Paris as a location feels raised distinctly higher than usual for some reason. There is a lot of glass in the city. There are massive glass floors in which pedestrians are able to see what's happening on the roads beneath them; there is a large inclusion of mirrors and windows with the windows in Dellenbach's office and what's outside them feeling somewhat emphasised, whether this is the production company showing off what they can do or whether it means something more is entirely subjective. Hell, even the cells designed to hold people are transparent. I think the inclusion of all this is some sort of reference to Karas and his should-be ability to 'see through' what's around him, ie; the organisation itself and the clues he finds.
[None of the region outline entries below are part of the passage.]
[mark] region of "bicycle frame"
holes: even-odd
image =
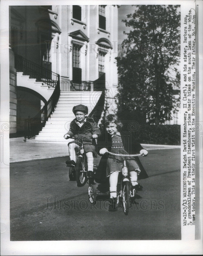
[[[72,138],[75,139],[74,137]],[[92,138],[79,138],[78,140],[80,141],[81,145],[79,145],[79,152],[77,155],[76,165],[75,166],[76,178],[77,184],[78,187],[82,187],[84,186],[87,182],[87,171],[85,168],[85,165],[86,164],[86,156],[85,154],[84,144],[83,142],[83,139],[92,139]],[[93,164],[93,167],[97,167],[97,166]]]
[[[119,202],[119,198],[120,198],[122,199],[123,202],[123,211],[124,213],[126,215],[127,215],[128,213],[129,208],[129,202],[127,202],[126,201],[125,198],[124,198],[125,197],[125,196],[124,195],[125,190],[126,190],[126,191],[128,191],[127,193],[129,193],[129,195],[127,195],[127,200],[129,201],[130,198],[133,197],[134,196],[135,194],[135,189],[134,188],[133,188],[132,191],[131,192],[130,179],[129,176],[128,168],[126,165],[126,157],[127,157],[138,156],[143,155],[143,154],[140,154],[135,155],[125,155],[115,154],[111,153],[109,151],[107,151],[106,153],[107,154],[109,154],[113,155],[122,156],[125,157],[125,159],[123,161],[123,165],[122,168],[121,173],[122,176],[120,178],[120,194],[117,196],[117,203],[118,204]],[[107,156],[108,156],[108,155]],[[128,184],[127,185],[128,187],[127,189],[126,190],[125,189],[125,186],[127,186],[127,184]]]

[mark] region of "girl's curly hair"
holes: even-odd
[[[122,124],[119,120],[116,115],[111,114],[103,118],[101,127],[102,131],[105,132],[106,127],[111,123],[115,124],[116,125],[116,129],[119,131],[120,131],[123,126]]]

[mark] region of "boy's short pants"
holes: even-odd
[[[80,143],[77,141],[71,141],[68,144],[68,146],[69,146],[69,144],[71,143],[74,143],[75,144],[78,145],[78,146],[81,145]],[[96,149],[95,147],[93,145],[89,144],[85,144],[85,143],[83,144],[84,148],[85,150],[85,151],[86,153],[88,152],[92,152],[92,154],[93,155],[93,157],[96,157],[97,156],[97,154],[96,152]],[[79,148],[78,148],[79,149]],[[76,153],[79,153],[79,151],[78,152],[76,151]]]

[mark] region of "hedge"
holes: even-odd
[[[134,133],[137,141],[140,143],[180,145],[180,125],[141,125]]]

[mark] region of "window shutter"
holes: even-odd
[[[99,27],[100,28],[106,30],[106,17],[100,15],[99,15]]]
[[[73,6],[73,18],[81,20],[81,7],[79,5]]]

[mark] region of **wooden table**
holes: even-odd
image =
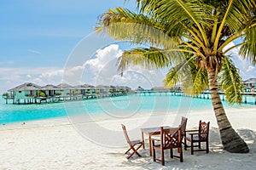
[[[168,128],[172,128],[172,127],[164,126],[164,129],[168,129]],[[141,130],[142,130],[142,139],[143,142],[143,149],[145,149],[145,144],[144,144],[144,133],[145,133],[148,134],[148,136],[149,154],[150,156],[152,156],[151,136],[160,134],[160,127],[141,128]]]

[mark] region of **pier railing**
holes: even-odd
[[[139,90],[136,92],[139,95],[175,95],[175,96],[187,96],[193,98],[201,98],[201,99],[211,99],[211,94],[209,91],[202,92],[198,95],[187,95],[183,91],[173,91],[173,90]],[[224,92],[218,92],[222,100],[225,100],[225,95]],[[242,103],[247,104],[248,99],[251,98],[253,100],[254,105],[256,105],[256,93],[241,93],[242,95]]]

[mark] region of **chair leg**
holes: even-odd
[[[165,165],[165,152],[164,150],[161,150],[161,162],[162,162],[162,165]]]
[[[173,158],[173,150],[172,149],[170,150],[171,158]]]
[[[179,161],[180,161],[180,162],[183,162],[183,147],[181,147],[179,150],[180,150],[180,152],[179,152]]]
[[[187,140],[186,138],[184,138],[184,150],[187,150]]]
[[[191,141],[191,155],[194,155],[194,142]]]
[[[156,160],[155,160],[155,150],[154,149],[153,149],[153,161],[156,162]]]
[[[143,146],[143,144],[140,144],[137,149],[134,148],[135,145],[131,146],[131,148],[125,152],[127,154],[131,150],[133,150],[133,152],[127,157],[127,159],[130,159],[134,154],[137,154],[138,156],[142,156],[138,152],[138,149]]]
[[[131,150],[131,148],[130,148],[129,150],[127,150],[127,151],[125,154],[127,154]]]
[[[207,154],[209,153],[209,143],[207,141]]]

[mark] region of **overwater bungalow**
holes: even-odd
[[[29,104],[38,102],[36,98],[39,96],[41,89],[42,88],[37,84],[26,82],[8,91],[10,92],[10,99],[13,99],[13,103]]]
[[[66,83],[41,87],[26,82],[9,89],[10,94],[5,96],[5,99],[7,104],[10,99],[13,100],[13,104],[52,103],[124,95],[130,89],[129,87],[103,85],[94,87],[89,84],[71,86]]]
[[[245,86],[245,92],[253,92],[256,90],[256,78],[250,78],[246,81],[243,81]]]

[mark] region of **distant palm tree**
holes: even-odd
[[[209,88],[224,150],[247,153],[247,144],[232,128],[218,93],[229,103],[241,102],[242,80],[227,53],[239,54],[255,64],[255,0],[137,0],[138,13],[109,9],[96,31],[133,44],[119,60],[121,73],[130,65],[170,68],[165,85],[183,83],[186,94]],[[236,44],[230,43],[236,40]]]

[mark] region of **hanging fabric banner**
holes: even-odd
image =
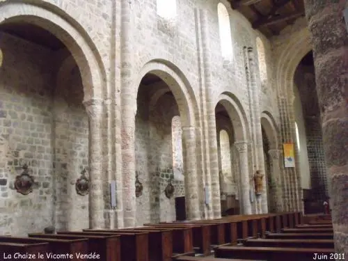
[[[284,165],[285,168],[295,167],[294,143],[284,143]]]

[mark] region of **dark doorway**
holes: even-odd
[[[185,197],[175,198],[175,214],[177,221],[186,220]]]

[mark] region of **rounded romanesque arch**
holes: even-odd
[[[221,115],[220,118],[222,116],[229,118],[234,138],[233,146],[232,147],[233,149],[230,151],[232,155],[231,157],[232,161],[231,168],[233,168],[232,171],[234,175],[226,175],[223,173],[221,164],[220,164],[219,167],[219,183],[222,187],[222,190],[220,188],[221,204],[225,200],[223,195],[231,196],[233,198],[234,204],[226,205],[226,203],[221,207],[221,209],[223,211],[232,211],[234,213],[251,214],[250,167],[248,157],[251,136],[247,117],[241,102],[231,93],[224,92],[221,93],[218,96],[215,104],[216,117],[219,113]],[[225,113],[227,113],[227,115]],[[221,127],[221,126],[216,127],[219,130],[220,130],[219,128]],[[221,156],[219,159],[221,159]],[[231,176],[233,178],[231,178]],[[224,184],[226,185],[225,186],[226,188],[224,188]],[[226,189],[227,187],[229,189]]]
[[[301,29],[296,32],[290,32],[291,38],[289,38],[286,45],[278,47],[278,54],[276,55],[278,60],[275,63],[275,68],[279,94],[282,143],[293,142],[296,139],[295,124],[292,121],[294,115],[294,76],[301,60],[312,49],[310,36],[306,24],[306,20],[299,20],[295,27],[300,26]],[[285,209],[302,209],[302,190],[299,185],[300,177],[298,170],[287,168],[284,171],[284,177],[287,187],[287,191],[285,189],[284,192]]]
[[[217,102],[226,109],[233,125],[235,141],[247,141],[249,140],[249,128],[248,120],[241,102],[237,97],[230,93],[223,93],[219,95]]]
[[[49,10],[47,7],[49,8]],[[29,23],[38,26],[54,35],[69,49],[81,74],[84,102],[102,99],[105,86],[105,70],[95,47],[87,33],[77,22],[64,15],[63,10],[46,4],[45,7],[28,3],[5,1],[0,4],[0,24],[3,23]]]
[[[183,127],[193,127],[198,121],[198,107],[191,85],[183,73],[175,65],[167,61],[152,60],[145,63],[138,73],[134,84],[134,97],[136,97],[142,79],[148,74],[155,74],[163,80],[172,91],[177,103]],[[161,93],[159,93],[152,103],[155,102]],[[134,113],[136,103],[134,103]]]
[[[310,35],[307,27],[293,33],[287,45],[284,46],[276,64],[276,79],[280,93],[292,95],[294,75],[303,56],[312,49]]]

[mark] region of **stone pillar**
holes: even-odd
[[[135,115],[136,93],[132,86],[133,65],[133,14],[132,2],[121,1],[121,150],[122,175],[123,225],[136,223],[135,196]]]
[[[200,219],[196,155],[196,131],[194,127],[182,127],[186,209],[189,220]]]
[[[248,164],[248,143],[246,141],[235,143],[235,147],[239,153],[242,188],[240,198],[243,204],[243,214],[251,214],[251,203],[250,202],[250,177]]]
[[[220,201],[220,180],[219,176],[219,159],[216,139],[216,122],[215,117],[215,104],[212,100],[214,93],[215,86],[212,79],[211,54],[210,52],[210,33],[209,32],[209,21],[207,10],[204,10],[200,12],[200,26],[202,33],[202,52],[203,63],[204,72],[204,82],[206,101],[206,120],[207,122],[207,147],[209,149],[209,164],[207,166],[208,182],[211,188],[209,194],[212,195],[212,216],[214,219],[221,217],[221,205]]]
[[[271,173],[275,182],[276,187],[274,189],[275,195],[274,200],[276,201],[276,212],[280,212],[283,209],[283,193],[282,193],[282,178],[280,177],[280,165],[279,164],[280,155],[282,152],[279,150],[269,150],[268,154],[270,156],[270,159],[271,161]]]
[[[102,189],[102,100],[84,102],[89,119],[89,223],[90,228],[104,228]]]
[[[331,184],[335,252],[348,258],[348,33],[347,0],[305,0],[313,42],[324,150]]]
[[[264,175],[263,179],[263,193],[260,196],[260,213],[268,213],[268,204],[267,204],[267,192],[266,189],[267,175],[264,173],[264,158],[263,152],[262,143],[262,131],[261,128],[261,113],[260,112],[260,90],[261,89],[261,84],[258,84],[257,79],[260,79],[258,77],[258,66],[255,63],[255,52],[253,48],[247,49],[248,56],[248,65],[249,67],[249,85],[251,95],[251,108],[253,114],[254,116],[253,125],[254,125],[254,149],[255,156],[255,164],[258,170],[261,174]]]
[[[210,159],[209,159],[209,127],[208,119],[207,116],[207,91],[208,86],[207,82],[210,82],[210,68],[209,62],[209,38],[207,38],[207,30],[208,29],[207,22],[207,15],[205,10],[196,8],[196,30],[197,33],[197,47],[198,50],[201,55],[200,55],[199,66],[200,74],[199,77],[205,80],[205,84],[203,81],[200,83],[200,113],[201,113],[201,127],[202,127],[202,139],[201,139],[201,150],[202,150],[202,182],[203,187],[205,187],[209,190],[210,198],[212,198],[212,177],[210,173]],[[209,34],[208,34],[209,35]],[[199,165],[199,164],[198,164]],[[202,193],[203,195],[203,193]],[[204,197],[204,195],[203,195]],[[206,219],[212,219],[214,218],[213,214],[213,202],[209,204],[205,204],[204,198],[201,199],[201,204],[203,206],[205,211],[205,218]],[[214,201],[212,200],[212,201]]]

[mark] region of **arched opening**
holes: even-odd
[[[219,120],[219,124],[224,120],[229,119],[228,116],[224,119],[223,118],[221,113],[216,115],[216,120]],[[225,114],[225,117],[226,115]],[[231,127],[230,122],[226,122],[227,125]],[[219,125],[219,129],[221,125]],[[230,128],[230,131],[232,128]],[[233,169],[237,169],[236,168],[236,160],[235,160],[235,157],[232,157],[231,155],[233,153],[233,147],[231,146],[230,140],[233,137],[230,137],[230,135],[228,132],[223,129],[219,132],[219,135],[218,137],[219,144],[218,144],[218,151],[219,155],[219,175],[220,180],[220,195],[221,195],[221,212],[224,213],[230,208],[235,209],[236,213],[239,212],[237,209],[239,208],[239,193],[237,188],[237,177],[236,177],[235,171],[232,171]],[[232,164],[232,160],[235,160],[235,164]],[[232,166],[233,168],[232,168]],[[234,172],[234,173],[233,173]]]
[[[256,48],[258,49],[258,59],[259,64],[260,79],[261,85],[264,88],[267,81],[267,65],[266,63],[266,54],[264,46],[260,38],[256,38]]]
[[[157,15],[166,19],[173,19],[176,17],[177,0],[157,0]]]
[[[180,116],[168,85],[159,76],[146,74],[139,88],[136,115],[136,170],[143,187],[143,196],[136,198],[138,226],[186,218]],[[165,191],[170,184],[175,191],[168,197]],[[184,203],[179,207],[177,198]]]
[[[215,107],[222,215],[251,209],[248,149],[242,155],[238,144],[246,139],[245,118],[235,99],[232,94],[222,94]]]
[[[233,55],[230,15],[226,7],[223,3],[219,3],[217,9],[221,55],[223,58],[229,60],[232,58]]]
[[[0,176],[6,180],[1,200],[21,205],[0,234],[24,235],[51,226],[86,228],[88,196],[75,189],[84,170],[88,177],[84,79],[67,46],[25,21],[0,24],[0,128],[6,150],[0,157]],[[24,164],[35,182],[25,197],[13,186]]]

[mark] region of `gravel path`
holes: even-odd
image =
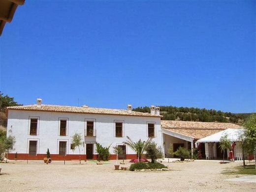
[[[11,161],[0,163],[0,192],[256,192],[256,184],[224,181],[236,175],[221,173],[241,162],[164,162],[169,171],[134,172],[114,170],[115,161]],[[126,161],[125,166],[130,163]],[[123,165],[122,165],[123,166]],[[239,175],[239,176],[242,176]]]

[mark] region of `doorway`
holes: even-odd
[[[91,160],[93,157],[93,144],[86,144],[86,159]]]
[[[122,153],[118,154],[119,160],[126,160],[126,146],[125,145],[118,145],[122,148]]]
[[[179,149],[179,147],[184,147],[184,143],[173,143],[173,152],[175,152]],[[177,158],[177,157],[175,155],[173,156],[173,157]]]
You get a pleasant sort of feeling when you watch Renaissance, like when you saw Chinatown for the first time. You will want to figure it all out but some scenes might elude you first time round. Eventually, Karas will be acting on his own impulses and he'll have a trusty female ally as they blur the moral boundaries. Paris as a location is full of Brits, Yanks and Russians with an alarming amount of French people not on show -' maybe they're all the pedestrians we don't get to hear speak as car chases or whatever unfold around them.

Additionally to the meek comment the film may be making about Paris' multicultural status, the statement on surveillance is even hollower. Everyone can see practically anything in the city with CCTV cameras posted everywhere, even one of the more dramatic scenes in a location too obscure for technology is seen by Dellenbach whilst in the comfort of his own office. Renaissance isn't a bad film but what it has in quality of animation and meekly involving plot it lacks in overall interest and feeling. It's an impressive exercise in combining animation with narrative but it should've been better overall.


Review by johnnyboyz from the Internet Movie Database.